This page organizes papers related to artificial intelligence published around the world. This page is summarized using Google Gemini and is operated on a non-profit basis. The copyright of the paper belongs to the author and the relevant institution. When sharing, simply cite the source.
Dual Perspectives on Non-Contrastive Self-Supervised Learning
Created by
Haebom
Author
Jean Ponce (ENS-PSL, NYU), Basile Terver (FAIR, WILLOW), Martial Hebert (CMU), Michael Arbel (Thoth)
Outline
This paper analyzes the "stop gradient" and "exponential moving average" iterative procedures used to prevent representation collapse in non-contrast approaches to self-supervised learning from an optimization and dynamical systems perspective. We show that these procedures prevent representation collapse even without optimizing the original objective function or another smooth function. Using a dynamical systems perspective in a linear context, we prove that minimizing the original objective function without "stop gradient" or "exponential moving average" always leads to representation collapse.
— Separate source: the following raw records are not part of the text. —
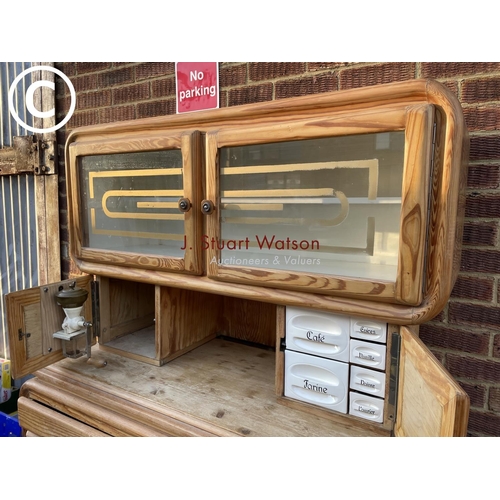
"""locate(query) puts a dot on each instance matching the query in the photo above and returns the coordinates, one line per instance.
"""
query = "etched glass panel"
(130, 202)
(329, 206)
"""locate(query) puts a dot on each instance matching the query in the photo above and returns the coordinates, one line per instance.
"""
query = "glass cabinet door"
(326, 214)
(135, 202)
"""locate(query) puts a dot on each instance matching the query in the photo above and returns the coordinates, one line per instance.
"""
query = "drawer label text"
(366, 356)
(367, 384)
(369, 331)
(362, 409)
(313, 387)
(315, 337)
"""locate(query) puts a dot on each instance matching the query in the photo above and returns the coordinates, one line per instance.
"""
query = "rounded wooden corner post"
(445, 240)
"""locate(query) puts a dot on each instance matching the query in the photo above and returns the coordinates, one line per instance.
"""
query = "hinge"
(28, 155)
(392, 400)
(45, 162)
(96, 324)
(21, 334)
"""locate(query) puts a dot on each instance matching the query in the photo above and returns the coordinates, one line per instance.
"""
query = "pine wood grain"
(430, 402)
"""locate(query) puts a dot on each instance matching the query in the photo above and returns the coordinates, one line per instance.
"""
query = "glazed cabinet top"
(348, 201)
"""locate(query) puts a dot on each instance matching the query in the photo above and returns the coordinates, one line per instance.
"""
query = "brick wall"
(465, 337)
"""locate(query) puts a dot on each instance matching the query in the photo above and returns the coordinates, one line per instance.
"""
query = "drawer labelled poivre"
(368, 381)
(315, 380)
(368, 329)
(321, 334)
(365, 406)
(367, 354)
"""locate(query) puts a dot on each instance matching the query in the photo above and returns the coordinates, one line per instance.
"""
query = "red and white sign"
(197, 86)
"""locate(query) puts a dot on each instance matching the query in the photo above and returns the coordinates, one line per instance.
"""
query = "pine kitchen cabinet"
(257, 271)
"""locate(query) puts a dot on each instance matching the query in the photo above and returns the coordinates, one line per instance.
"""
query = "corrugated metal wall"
(18, 231)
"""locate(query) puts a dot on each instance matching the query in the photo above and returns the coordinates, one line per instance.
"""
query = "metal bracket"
(96, 325)
(46, 158)
(392, 400)
(21, 334)
(28, 155)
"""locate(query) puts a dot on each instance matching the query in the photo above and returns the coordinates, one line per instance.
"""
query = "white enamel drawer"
(317, 333)
(368, 354)
(367, 407)
(368, 329)
(319, 381)
(368, 381)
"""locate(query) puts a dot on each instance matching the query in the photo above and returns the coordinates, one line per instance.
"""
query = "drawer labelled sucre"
(367, 354)
(366, 407)
(368, 381)
(319, 381)
(317, 333)
(367, 329)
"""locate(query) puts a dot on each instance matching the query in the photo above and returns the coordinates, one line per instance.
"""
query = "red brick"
(233, 75)
(483, 176)
(473, 288)
(156, 108)
(482, 118)
(89, 67)
(62, 106)
(480, 261)
(68, 68)
(223, 99)
(473, 314)
(452, 69)
(131, 93)
(496, 346)
(272, 70)
(482, 205)
(154, 69)
(97, 99)
(441, 316)
(494, 399)
(117, 114)
(484, 423)
(476, 393)
(439, 355)
(480, 233)
(84, 83)
(454, 339)
(83, 119)
(364, 76)
(452, 86)
(115, 77)
(304, 86)
(477, 369)
(163, 88)
(485, 148)
(247, 95)
(481, 90)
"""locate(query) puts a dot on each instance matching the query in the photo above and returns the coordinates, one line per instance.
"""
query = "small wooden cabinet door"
(33, 315)
(430, 402)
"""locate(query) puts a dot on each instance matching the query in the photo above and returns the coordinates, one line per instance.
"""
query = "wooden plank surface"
(43, 421)
(224, 385)
(430, 402)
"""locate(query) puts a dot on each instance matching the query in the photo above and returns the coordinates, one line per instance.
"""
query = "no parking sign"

Furthermore, we explicitly characterize the equilibrium points of the dynamical systems associated with these two procedures in the linear setting and show that they are generally asymptotically stable.
Takeaways, Limitations
•
We theoretically show that "stop gradient" and "exponential moving average" do not actually optimize the original objective function, but are effective in preventing representation collapse.
•
We provide a rigorous mathematical proof of the effects of "stop gradient" and "exponential moving average" in a linear environment.
•
Understand the stability of a dynamic system by analyzing its equilibrium points in relation to "stop gradient" and "exponential moving average."
•
This study focuses on theoretical analysis, and further research is needed on generalization to other types of self-supervised learning techniques or nonlinear environments.
•
The theoretical results are verified through experiments using real and synthetic data.